Я улыбаюсь при мысли, что эта книга, где я с грустью исследую столько испорченности и столько извращенности, столько утонченности и столько пустой лживости и жестокости, написана среди простого и ясного мира твоего дома, при последних напевах жатвы и первых пасторалях снега, когда за одно с моими страницами росла и дорогая жизнь твоего дитяти.
Без сомнения, если в моей книге есть крупица человеческого сострадания и капелька доброты, то я обязан ими твоему сыну. Ничто так не научает нежности и не возвышает нас, как зрелище раскрывающейся жизни. Этому чуду уступает даже зрелище утренней зари.
Так вот — том. Если, читая его, твой взгляд скользнет дальше и ты увидишь как Джордже тянется ручонками и улыбается тебе круглым личиком, как в божественных строфах Катулла, — прекрати чтение. И перед тобою крошечные розовые пяточки будут попирать страницы, где изображено все убожество Наслаждения: и пусть это бессознательное движение станет символом и предзнаменованием.
Привет тебе, Джордже. Друг и учитель, спасибо тебе.
I
Год тихо-тихо умирал. Солнце Сильвестрова дня разливало в небе Рима какую-то таинственную, золотую, почти весеннюю теплоту. Все улицы были полны народа, как в воскресные майские дни. Вереницы быстро несущихся экипажей пересекали площадь Барберини и Испанскую; и неясный, непрерывный гул с обеих площадей поднимался за церкви Св. Троицы, до Сикстинской улицы, и, ослабевая, проникал даже в комнаты дворца Цуккари.

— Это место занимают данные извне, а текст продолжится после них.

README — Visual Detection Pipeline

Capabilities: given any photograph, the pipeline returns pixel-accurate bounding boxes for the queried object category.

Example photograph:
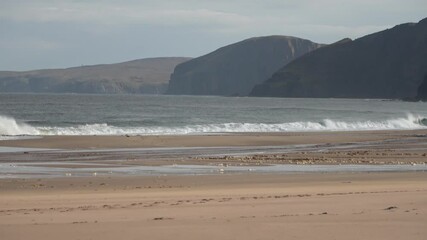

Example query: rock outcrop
[167,36,322,96]
[0,57,189,94]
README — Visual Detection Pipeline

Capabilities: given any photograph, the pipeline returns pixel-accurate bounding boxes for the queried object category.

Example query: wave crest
[0,115,40,136]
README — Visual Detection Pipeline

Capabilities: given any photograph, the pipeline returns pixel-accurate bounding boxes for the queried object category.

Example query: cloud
[0,0,248,26]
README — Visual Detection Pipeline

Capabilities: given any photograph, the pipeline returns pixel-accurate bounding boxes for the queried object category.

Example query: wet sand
[0,130,427,149]
[0,130,427,240]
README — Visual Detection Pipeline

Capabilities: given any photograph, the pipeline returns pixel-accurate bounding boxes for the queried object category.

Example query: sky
[0,0,427,71]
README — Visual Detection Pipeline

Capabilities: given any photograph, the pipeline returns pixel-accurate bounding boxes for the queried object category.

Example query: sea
[0,94,427,139]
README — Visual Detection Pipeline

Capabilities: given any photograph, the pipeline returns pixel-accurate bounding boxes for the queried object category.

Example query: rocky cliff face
[251,19,427,98]
[0,58,189,94]
[167,36,321,96]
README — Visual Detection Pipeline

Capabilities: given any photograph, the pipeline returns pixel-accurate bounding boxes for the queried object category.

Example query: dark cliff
[251,19,427,98]
[167,36,321,96]
[0,57,189,94]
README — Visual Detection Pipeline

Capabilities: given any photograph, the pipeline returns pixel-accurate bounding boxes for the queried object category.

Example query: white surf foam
[0,115,427,136]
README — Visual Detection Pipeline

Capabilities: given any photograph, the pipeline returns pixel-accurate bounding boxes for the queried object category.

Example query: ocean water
[0,94,427,136]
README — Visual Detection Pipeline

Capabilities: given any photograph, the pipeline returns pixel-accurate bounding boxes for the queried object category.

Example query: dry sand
[0,131,427,240]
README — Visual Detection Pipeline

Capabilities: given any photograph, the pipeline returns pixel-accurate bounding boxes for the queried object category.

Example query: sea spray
[0,115,40,136]
[9,114,427,135]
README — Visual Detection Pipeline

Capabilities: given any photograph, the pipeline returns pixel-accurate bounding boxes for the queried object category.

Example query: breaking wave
[0,115,427,136]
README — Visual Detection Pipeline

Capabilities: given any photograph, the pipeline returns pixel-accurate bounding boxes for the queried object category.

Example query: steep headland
[167,36,322,96]
[0,57,190,94]
[251,19,427,99]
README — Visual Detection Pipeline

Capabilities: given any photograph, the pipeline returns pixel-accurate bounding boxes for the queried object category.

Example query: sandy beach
[0,130,427,239]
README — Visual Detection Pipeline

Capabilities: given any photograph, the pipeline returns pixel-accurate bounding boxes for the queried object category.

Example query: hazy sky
[0,0,427,70]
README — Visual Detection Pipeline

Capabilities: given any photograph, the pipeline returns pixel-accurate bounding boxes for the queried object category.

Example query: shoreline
[0,129,427,149]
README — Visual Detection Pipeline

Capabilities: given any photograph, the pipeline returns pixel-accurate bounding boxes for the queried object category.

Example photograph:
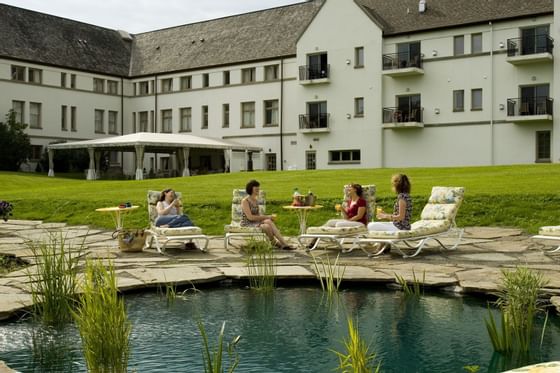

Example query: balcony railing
[507,35,554,57]
[299,113,330,130]
[507,96,553,117]
[383,107,422,123]
[299,65,330,80]
[383,52,422,70]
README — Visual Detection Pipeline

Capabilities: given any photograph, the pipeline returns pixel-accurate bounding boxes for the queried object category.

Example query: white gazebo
[48,132,262,180]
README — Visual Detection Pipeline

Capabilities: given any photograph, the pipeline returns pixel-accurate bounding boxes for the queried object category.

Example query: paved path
[0,220,560,320]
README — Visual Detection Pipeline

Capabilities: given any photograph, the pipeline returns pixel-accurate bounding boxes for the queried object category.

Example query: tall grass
[27,234,84,325]
[331,317,381,373]
[73,260,131,373]
[485,267,547,353]
[245,239,276,292]
[198,321,241,373]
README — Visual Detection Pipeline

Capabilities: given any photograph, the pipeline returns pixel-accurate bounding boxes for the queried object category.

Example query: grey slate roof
[355,0,554,35]
[131,1,322,76]
[0,4,131,76]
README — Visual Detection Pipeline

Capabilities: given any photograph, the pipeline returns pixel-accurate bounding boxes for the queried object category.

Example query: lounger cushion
[539,225,560,237]
[367,220,451,239]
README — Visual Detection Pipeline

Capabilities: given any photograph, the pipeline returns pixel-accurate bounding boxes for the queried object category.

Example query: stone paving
[0,220,560,322]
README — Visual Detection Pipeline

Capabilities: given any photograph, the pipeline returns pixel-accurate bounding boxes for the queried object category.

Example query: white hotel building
[0,0,560,174]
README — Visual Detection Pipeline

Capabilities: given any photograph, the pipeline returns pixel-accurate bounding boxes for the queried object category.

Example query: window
[222,104,229,128]
[354,97,364,117]
[265,153,276,171]
[305,151,317,170]
[12,101,25,124]
[471,34,482,54]
[241,67,256,83]
[138,82,150,95]
[202,105,208,129]
[60,73,66,87]
[329,150,361,163]
[28,68,43,84]
[471,88,482,110]
[95,109,105,133]
[264,65,278,80]
[108,110,119,134]
[183,107,196,132]
[70,106,76,132]
[181,75,192,91]
[354,47,364,67]
[29,102,41,128]
[138,111,148,132]
[12,65,25,82]
[536,131,550,162]
[453,35,465,56]
[264,100,278,127]
[453,89,465,111]
[161,109,173,133]
[107,80,119,95]
[60,105,68,131]
[241,102,255,128]
[93,78,105,93]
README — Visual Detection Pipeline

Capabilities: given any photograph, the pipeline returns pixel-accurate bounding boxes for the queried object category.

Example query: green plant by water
[72,260,131,373]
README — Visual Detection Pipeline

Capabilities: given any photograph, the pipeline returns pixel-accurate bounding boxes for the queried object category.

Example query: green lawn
[0,164,560,235]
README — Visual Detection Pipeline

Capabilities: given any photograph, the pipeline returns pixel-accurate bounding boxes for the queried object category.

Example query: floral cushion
[367,220,451,239]
[539,225,560,237]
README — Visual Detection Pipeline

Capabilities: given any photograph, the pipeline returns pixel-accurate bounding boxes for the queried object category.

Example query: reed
[27,234,84,325]
[73,260,131,373]
[331,317,381,373]
[313,255,346,298]
[246,240,276,292]
[485,267,547,353]
[198,321,241,373]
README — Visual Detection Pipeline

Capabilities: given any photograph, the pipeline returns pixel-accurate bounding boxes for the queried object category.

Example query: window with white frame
[222,104,229,128]
[95,109,105,133]
[264,65,279,80]
[12,101,25,124]
[29,102,41,128]
[108,110,119,134]
[27,68,43,84]
[161,109,173,133]
[241,101,255,128]
[184,107,192,132]
[453,89,465,111]
[264,100,278,127]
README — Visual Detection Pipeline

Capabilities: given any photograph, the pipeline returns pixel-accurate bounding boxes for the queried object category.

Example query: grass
[0,164,560,235]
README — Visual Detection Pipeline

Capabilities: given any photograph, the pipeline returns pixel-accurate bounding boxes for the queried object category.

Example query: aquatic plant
[72,260,131,373]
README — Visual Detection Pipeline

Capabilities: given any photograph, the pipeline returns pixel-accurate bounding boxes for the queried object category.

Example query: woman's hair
[350,184,364,197]
[245,180,261,195]
[158,188,173,202]
[391,174,410,193]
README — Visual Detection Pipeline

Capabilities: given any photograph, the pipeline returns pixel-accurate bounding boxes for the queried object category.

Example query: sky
[0,0,305,34]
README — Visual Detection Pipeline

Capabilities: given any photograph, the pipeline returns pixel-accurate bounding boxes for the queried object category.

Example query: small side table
[282,205,323,234]
[95,206,140,230]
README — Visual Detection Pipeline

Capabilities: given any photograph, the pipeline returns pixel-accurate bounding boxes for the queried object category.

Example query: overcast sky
[0,0,304,34]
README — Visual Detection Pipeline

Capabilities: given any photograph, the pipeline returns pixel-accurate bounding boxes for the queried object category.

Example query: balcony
[383,107,424,128]
[383,52,424,78]
[506,35,554,65]
[507,96,553,123]
[299,113,330,133]
[299,65,330,85]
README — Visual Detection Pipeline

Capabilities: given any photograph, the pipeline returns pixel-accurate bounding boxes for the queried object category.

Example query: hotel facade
[0,0,560,174]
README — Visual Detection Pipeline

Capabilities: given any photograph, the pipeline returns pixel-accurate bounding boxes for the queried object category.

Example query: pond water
[0,288,560,373]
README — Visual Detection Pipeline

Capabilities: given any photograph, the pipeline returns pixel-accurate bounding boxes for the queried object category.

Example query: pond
[0,287,560,373]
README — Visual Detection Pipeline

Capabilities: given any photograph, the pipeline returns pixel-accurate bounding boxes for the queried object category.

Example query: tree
[0,110,31,171]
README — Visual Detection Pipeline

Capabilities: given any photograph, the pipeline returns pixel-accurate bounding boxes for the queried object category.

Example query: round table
[282,205,323,234]
[95,206,140,230]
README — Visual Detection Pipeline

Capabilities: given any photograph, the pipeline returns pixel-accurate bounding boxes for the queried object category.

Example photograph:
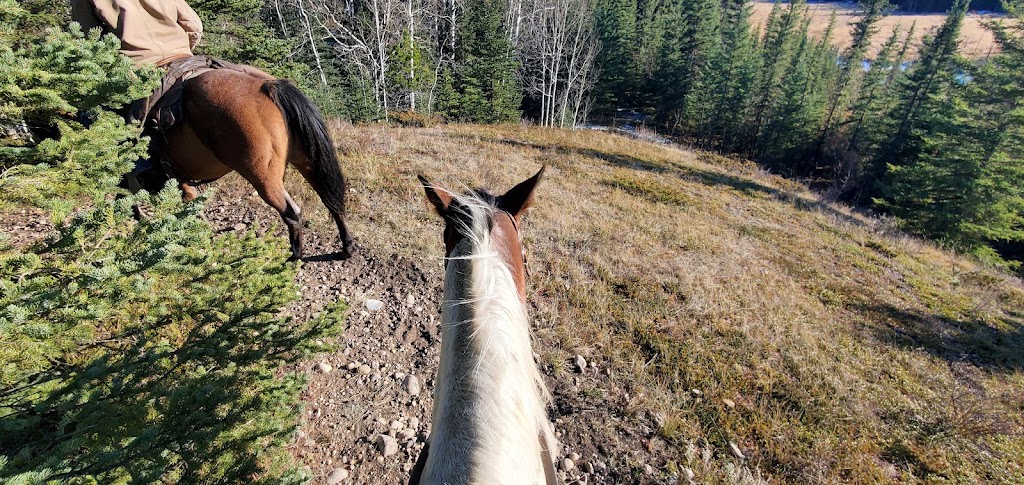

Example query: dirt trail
[206,191,674,483]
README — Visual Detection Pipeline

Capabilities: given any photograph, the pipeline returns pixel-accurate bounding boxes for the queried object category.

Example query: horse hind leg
[290,159,354,259]
[251,180,302,261]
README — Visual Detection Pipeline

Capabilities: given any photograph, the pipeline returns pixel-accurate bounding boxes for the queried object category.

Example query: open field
[199,126,1024,483]
[751,1,1001,58]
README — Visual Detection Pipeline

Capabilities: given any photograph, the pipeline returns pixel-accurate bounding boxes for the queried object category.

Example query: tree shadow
[853,304,1024,372]
[0,234,337,483]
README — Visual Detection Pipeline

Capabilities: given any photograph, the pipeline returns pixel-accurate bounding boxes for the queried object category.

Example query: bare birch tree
[520,0,597,128]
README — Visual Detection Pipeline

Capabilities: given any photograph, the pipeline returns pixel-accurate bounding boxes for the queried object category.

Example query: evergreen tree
[655,0,722,131]
[593,0,640,116]
[880,3,1024,261]
[877,0,970,171]
[744,0,806,152]
[696,0,758,152]
[759,11,836,168]
[847,25,913,151]
[446,0,522,123]
[0,4,342,483]
[814,0,890,159]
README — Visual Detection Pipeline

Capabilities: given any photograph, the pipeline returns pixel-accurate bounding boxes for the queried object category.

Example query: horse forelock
[425,190,554,483]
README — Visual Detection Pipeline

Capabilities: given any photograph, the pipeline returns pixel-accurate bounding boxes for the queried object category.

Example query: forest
[6,0,1024,267]
[0,0,1024,483]
[174,0,1024,267]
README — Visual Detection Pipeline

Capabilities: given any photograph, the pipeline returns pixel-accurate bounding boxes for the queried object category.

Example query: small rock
[575,354,587,372]
[404,374,422,396]
[729,441,746,459]
[377,435,398,456]
[327,469,348,485]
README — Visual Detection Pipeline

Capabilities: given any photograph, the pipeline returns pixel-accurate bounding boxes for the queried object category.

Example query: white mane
[422,191,556,484]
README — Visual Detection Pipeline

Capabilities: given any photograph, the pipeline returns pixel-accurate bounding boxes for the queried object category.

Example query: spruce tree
[655,0,721,131]
[0,4,343,483]
[446,0,522,123]
[744,0,806,153]
[593,0,640,116]
[846,25,901,159]
[880,3,1024,264]
[814,0,890,159]
[878,0,970,171]
[697,0,758,152]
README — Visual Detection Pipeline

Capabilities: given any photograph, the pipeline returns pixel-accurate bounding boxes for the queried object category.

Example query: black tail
[262,80,345,215]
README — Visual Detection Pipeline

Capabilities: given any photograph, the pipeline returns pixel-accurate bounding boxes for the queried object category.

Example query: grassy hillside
[260,126,1024,483]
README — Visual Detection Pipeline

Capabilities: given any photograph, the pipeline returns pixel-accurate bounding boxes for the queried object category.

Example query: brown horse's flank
[161,70,352,259]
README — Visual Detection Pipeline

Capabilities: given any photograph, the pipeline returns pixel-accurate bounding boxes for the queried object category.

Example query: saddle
[128,55,246,134]
[125,55,252,187]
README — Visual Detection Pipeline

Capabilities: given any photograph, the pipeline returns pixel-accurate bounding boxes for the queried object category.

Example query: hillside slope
[208,126,1024,483]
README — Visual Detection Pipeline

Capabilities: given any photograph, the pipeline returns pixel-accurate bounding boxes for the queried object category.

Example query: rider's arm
[177,0,203,49]
[71,0,106,32]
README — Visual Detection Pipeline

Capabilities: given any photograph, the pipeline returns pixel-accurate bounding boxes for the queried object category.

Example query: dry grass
[751,1,997,58]
[268,126,1024,483]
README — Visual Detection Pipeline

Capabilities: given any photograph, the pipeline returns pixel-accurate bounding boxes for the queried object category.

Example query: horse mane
[426,189,555,483]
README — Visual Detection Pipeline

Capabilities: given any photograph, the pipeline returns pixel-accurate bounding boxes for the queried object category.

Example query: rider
[71,0,203,68]
[70,0,203,191]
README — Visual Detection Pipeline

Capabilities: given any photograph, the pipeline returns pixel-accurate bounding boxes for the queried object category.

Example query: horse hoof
[341,243,355,259]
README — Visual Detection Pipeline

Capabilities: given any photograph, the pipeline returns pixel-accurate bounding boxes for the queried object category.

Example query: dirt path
[200,185,675,483]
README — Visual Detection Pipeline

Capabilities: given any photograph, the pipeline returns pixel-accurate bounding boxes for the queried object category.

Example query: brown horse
[410,168,558,485]
[151,67,352,259]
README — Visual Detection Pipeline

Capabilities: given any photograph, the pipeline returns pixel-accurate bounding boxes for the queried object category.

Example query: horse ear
[417,175,455,217]
[498,166,548,216]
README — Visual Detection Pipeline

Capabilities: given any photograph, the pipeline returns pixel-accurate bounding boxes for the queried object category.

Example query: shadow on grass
[854,304,1024,371]
[0,234,339,483]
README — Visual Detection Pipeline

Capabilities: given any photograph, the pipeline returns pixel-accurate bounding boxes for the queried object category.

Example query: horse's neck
[427,248,550,483]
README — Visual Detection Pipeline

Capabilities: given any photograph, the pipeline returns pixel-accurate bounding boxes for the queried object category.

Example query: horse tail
[262,79,345,215]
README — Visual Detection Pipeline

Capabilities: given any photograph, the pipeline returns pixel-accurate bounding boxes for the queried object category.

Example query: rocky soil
[206,189,688,484]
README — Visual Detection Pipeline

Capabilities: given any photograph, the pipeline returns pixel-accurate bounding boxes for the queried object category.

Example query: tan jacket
[70,0,203,65]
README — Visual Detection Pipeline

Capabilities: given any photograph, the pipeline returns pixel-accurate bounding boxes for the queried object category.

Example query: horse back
[167,67,289,180]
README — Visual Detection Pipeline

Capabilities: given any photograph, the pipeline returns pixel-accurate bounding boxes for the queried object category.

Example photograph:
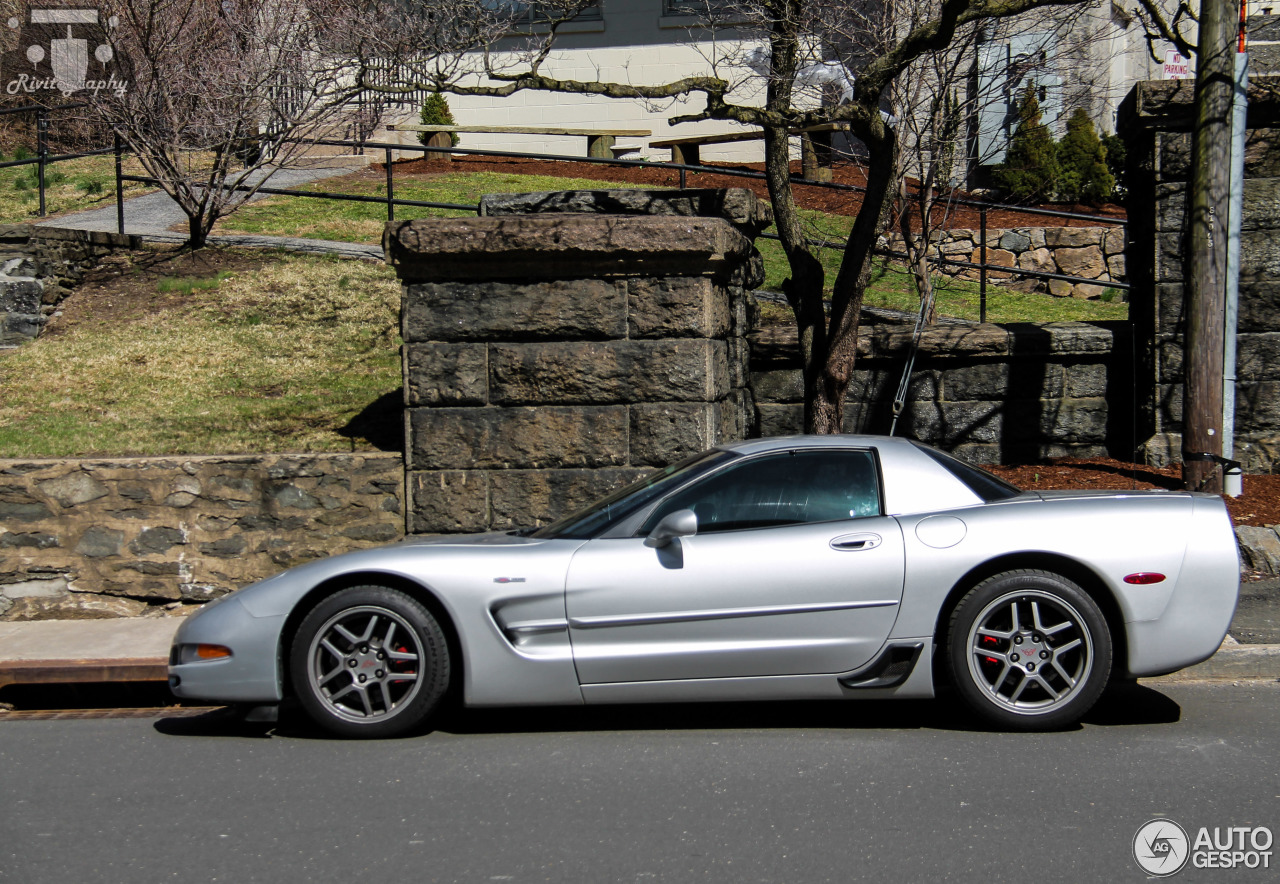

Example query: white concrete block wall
[448,38,773,162]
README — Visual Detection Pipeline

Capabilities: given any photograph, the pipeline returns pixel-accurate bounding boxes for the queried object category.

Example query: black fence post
[36,107,49,217]
[383,147,396,221]
[978,206,987,322]
[114,132,124,235]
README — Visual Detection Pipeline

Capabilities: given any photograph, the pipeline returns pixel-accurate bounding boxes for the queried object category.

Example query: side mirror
[644,509,698,549]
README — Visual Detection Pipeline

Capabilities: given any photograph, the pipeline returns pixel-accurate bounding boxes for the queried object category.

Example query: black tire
[289,586,449,738]
[947,571,1111,730]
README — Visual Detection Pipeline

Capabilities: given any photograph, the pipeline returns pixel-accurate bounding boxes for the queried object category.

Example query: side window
[640,450,881,535]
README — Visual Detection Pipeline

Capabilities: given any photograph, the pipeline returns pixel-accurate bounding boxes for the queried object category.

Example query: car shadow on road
[155,684,1181,739]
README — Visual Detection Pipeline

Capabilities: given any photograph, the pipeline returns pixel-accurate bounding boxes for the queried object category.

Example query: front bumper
[169,596,284,704]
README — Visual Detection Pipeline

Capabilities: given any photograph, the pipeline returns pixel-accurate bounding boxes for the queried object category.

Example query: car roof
[717,434,915,454]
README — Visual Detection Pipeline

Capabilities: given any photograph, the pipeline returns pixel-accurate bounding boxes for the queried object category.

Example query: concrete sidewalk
[0,581,1280,701]
[40,157,384,261]
[0,617,182,687]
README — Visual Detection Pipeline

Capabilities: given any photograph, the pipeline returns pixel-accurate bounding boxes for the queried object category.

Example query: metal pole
[36,109,49,217]
[1222,43,1249,498]
[115,132,124,235]
[978,206,987,322]
[383,147,396,221]
[1181,0,1239,494]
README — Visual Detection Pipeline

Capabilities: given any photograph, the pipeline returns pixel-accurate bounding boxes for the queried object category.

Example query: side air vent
[840,641,924,688]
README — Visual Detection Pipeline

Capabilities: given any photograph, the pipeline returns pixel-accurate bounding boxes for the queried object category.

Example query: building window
[509,0,603,26]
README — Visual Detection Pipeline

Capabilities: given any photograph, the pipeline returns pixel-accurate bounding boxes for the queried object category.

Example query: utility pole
[1183,0,1239,494]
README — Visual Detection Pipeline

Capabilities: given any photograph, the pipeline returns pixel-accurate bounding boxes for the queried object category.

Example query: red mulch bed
[369,156,1125,230]
[984,458,1280,527]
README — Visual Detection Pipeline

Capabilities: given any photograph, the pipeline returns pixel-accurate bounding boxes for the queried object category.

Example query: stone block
[969,247,1018,279]
[627,276,731,338]
[751,368,804,404]
[755,403,804,436]
[631,402,733,467]
[0,531,61,549]
[383,215,751,281]
[129,527,187,555]
[0,494,52,522]
[402,279,627,342]
[1053,246,1107,279]
[489,340,730,406]
[1233,278,1280,333]
[407,470,489,533]
[1235,380,1280,435]
[408,406,627,471]
[480,187,773,238]
[942,361,1065,402]
[0,576,67,599]
[404,343,489,408]
[1235,526,1280,576]
[1018,248,1057,274]
[1065,362,1110,399]
[76,525,124,559]
[0,276,45,313]
[1000,230,1032,253]
[489,468,653,531]
[1044,228,1107,249]
[1235,331,1280,383]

Комнаты мало-помалу начинали наполняться благоуханием свежих цветов в вазах. Пышные распустившиеся розы стояли в каких-то хрустальных бокалах, как лилии из алмаза, раскрывавшихся на тонких, в виде золоченого стебля, ножках, подобно чашам позади Пресвятой Девы на картине Сандро Боттичелли, в галерее Боргезе. Нет чаши столь же изящной, как эта: кажется, что в такой прозрачной тюрьме цветы как бы одухотворяются и легче создают образ молитвенного или любовного приношения.